Vision-aligned Latent Reasoning for Multi-modal Large Language Model
AI 摘要
VaLR通过动态生成视觉对齐的潜在token,提升MLLM在多步推理中的视觉信息保持能力。
主要贡献
- 提出Vision-aligned Latent Reasoning (VaLR)框架
- VaLR通过对齐MLLM中间嵌入与视觉编码器嵌入来保持视觉知识
- VaLR在长上下文理解和精确视觉感知任务上显著优于现有方法
方法论
VaLR在每次CoT推理步骤前,动态生成视觉对齐的潜在token,并训练其与视觉编码器嵌入对齐,以保留视觉知识。
原文摘要
Despite recent advancements in Multi-modal Large Language Models (MLLMs) on diverse understanding tasks, these models struggle to solve problems which require extensive multi-step reasoning. This is primarily due to the progressive dilution of visual information during long-context generation, which hinders their ability to fully exploit test-time scaling.
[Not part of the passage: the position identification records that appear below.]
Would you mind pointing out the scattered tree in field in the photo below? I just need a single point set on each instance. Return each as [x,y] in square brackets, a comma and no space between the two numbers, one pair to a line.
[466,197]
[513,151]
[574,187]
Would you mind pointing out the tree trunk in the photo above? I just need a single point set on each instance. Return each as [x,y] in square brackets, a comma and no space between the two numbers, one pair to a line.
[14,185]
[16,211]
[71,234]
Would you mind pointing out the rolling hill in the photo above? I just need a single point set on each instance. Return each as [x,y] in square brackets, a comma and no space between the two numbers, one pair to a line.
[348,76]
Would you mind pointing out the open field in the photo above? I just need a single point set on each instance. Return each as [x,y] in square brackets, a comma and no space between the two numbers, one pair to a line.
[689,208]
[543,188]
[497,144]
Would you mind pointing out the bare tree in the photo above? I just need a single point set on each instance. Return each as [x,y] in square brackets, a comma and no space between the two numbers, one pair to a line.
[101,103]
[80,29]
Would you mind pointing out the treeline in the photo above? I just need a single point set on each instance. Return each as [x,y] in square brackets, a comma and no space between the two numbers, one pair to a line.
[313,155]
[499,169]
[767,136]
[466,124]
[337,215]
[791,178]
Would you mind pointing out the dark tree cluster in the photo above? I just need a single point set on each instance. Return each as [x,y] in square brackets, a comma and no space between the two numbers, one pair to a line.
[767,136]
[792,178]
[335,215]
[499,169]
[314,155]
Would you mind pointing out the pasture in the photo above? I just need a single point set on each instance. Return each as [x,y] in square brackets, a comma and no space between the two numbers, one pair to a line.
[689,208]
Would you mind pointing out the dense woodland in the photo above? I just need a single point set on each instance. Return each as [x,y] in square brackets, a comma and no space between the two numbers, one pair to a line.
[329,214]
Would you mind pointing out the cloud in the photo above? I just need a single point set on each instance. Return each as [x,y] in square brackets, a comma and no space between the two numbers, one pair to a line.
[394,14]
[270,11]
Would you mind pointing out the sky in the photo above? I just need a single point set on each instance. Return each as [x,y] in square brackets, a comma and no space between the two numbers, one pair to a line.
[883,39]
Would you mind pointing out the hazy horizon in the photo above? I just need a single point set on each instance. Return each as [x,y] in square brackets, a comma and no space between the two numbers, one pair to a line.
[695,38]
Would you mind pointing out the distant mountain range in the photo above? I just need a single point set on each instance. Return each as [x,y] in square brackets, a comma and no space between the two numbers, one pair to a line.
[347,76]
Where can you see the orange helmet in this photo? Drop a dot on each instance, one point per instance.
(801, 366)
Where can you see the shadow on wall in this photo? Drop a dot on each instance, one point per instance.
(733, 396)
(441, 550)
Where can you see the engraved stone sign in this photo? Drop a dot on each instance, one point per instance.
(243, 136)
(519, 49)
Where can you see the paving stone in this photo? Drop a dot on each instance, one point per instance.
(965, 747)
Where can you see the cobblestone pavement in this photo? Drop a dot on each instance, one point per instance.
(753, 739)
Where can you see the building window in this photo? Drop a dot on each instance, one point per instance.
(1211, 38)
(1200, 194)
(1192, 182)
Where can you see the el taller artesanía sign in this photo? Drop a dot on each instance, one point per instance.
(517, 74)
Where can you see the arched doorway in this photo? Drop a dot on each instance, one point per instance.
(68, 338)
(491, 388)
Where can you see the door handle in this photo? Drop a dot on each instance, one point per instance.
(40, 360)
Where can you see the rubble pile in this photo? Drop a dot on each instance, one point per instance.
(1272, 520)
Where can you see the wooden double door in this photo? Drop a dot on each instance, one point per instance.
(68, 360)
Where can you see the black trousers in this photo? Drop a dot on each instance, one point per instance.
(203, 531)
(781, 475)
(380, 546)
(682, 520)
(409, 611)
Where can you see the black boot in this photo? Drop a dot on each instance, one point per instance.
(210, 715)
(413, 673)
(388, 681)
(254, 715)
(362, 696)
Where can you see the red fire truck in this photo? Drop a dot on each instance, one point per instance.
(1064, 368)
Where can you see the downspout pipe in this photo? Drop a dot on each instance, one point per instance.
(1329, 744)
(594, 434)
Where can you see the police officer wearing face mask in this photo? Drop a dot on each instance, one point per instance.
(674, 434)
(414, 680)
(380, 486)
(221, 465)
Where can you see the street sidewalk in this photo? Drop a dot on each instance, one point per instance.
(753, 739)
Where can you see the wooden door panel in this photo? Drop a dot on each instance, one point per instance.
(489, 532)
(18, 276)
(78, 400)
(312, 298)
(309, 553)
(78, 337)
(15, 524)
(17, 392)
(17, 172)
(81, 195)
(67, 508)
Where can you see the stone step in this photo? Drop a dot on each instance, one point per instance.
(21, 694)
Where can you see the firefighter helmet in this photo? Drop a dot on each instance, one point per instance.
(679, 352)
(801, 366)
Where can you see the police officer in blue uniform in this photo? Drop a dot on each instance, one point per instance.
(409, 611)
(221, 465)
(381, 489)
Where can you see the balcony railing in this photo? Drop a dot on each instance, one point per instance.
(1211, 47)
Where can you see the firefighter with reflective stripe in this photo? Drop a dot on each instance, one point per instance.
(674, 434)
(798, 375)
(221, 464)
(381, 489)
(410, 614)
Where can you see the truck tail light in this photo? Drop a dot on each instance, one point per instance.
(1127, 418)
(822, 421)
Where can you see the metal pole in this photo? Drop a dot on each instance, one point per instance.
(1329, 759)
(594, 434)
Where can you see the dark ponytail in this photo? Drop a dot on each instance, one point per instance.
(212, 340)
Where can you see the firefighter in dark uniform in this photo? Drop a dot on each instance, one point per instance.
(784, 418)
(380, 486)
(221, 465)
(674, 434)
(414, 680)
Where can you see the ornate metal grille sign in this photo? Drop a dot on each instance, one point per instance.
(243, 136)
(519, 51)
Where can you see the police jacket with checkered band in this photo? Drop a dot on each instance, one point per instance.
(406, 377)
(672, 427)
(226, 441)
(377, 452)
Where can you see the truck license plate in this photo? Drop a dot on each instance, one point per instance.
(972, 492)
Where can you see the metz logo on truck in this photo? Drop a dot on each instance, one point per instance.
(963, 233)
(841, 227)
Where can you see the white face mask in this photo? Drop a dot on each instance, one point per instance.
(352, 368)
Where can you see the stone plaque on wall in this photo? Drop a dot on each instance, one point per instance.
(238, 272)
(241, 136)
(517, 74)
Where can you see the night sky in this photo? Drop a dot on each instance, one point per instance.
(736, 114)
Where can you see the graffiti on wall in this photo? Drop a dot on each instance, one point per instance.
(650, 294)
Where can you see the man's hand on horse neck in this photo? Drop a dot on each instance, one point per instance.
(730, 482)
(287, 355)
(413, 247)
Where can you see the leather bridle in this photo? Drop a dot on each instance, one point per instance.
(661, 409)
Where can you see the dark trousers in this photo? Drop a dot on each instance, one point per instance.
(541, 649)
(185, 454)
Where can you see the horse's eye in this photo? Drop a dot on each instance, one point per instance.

To address this issue, we introduce Vision-aligned Latent Reasoning (VaLR), a simple, yet effective reasoning framework that dynamically generates vision-aligned latent tokens before each Chain of Thought reasoning step, guiding the model to reason based on perceptual cues in the latent space. Specifically, VaLR is trained to preserve visual knowledge during reasoning by aligning intermediate embeddings of MLLM with those from vision encoders. Empirical results demonstrate that VaLR consistently outperforms existing approaches across a wide range of benchmarks requiring long-context understanding or precise visual perception, while exhibiting test-time scaling behavior not observed in prior MLLMs. In particular, VaLR improves the performance significantly from 33.0% to 52.9% on VSI-Bench, achieving a 19.9%p gain over Qwen2.5-VL.